It is increasingly clear that B&NES Conservatives tried to close Pulteney Bridge without planning for the consequences.
A decision over whether to close the bridge fully has been delayed until April 2011, yet bus services have already been moved away at the request of the council. Thousands of passengers have had their regular service disrupted or cancelled. No alternatives were provided at the time of the change.
Two months later a replacement service for Great Pulteney Street is about to begin – it will run three times a day. Liberal Democrats including Cllr Nicholas Coombes are campaigning for the usual 18 service be restored during the six month decision period.
Cllr Coombes has also discovered that no prior traffic modelling was undertaken to predict the effect of closing the bridge on congestion. Conservative councillors had claimed that there would be no adverse effect on congestion. In answer to a written question, it emerges that these traffic models, prepared in 2008, were of closing the bridge together with opening up the bus gate.

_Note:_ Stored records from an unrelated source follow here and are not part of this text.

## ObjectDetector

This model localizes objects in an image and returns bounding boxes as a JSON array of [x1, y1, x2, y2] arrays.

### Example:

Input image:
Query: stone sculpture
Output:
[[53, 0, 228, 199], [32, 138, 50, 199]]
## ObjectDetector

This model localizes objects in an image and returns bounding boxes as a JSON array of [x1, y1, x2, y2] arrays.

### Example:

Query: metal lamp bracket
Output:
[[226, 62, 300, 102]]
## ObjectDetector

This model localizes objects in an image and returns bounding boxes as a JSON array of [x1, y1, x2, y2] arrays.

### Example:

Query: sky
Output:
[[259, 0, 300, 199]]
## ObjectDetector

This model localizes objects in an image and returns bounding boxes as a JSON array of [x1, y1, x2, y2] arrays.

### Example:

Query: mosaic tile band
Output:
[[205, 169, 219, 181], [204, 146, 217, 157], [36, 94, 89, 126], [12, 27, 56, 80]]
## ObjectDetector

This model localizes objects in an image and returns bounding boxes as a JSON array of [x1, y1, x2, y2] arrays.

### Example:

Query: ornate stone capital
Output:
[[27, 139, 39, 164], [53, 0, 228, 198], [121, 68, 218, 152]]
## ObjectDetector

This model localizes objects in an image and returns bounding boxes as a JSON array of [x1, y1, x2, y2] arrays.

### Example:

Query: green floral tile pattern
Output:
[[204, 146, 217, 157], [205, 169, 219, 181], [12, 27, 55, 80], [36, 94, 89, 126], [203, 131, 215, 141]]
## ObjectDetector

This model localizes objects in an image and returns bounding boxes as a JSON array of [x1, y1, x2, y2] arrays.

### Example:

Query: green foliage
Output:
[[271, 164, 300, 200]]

In order to reduce congestion on North Parade, where the buses have been re-routed to, the council now proposed restricting right-hand turns onto Pulteney Road for the duration of the Christmas market this year. Taxis, which formed the majority of the bridge’s traffic, have not yet been re-routed to North Parade, but would be if the bridge were closed fully.
It is clear that the unplanned and botched closure of Pulteney Bridge has caused great inconvenience to local residents and is costing a great deal of tax-payers money in delayed and partial mitigation attempts. So far there hasn’t been a single benefit.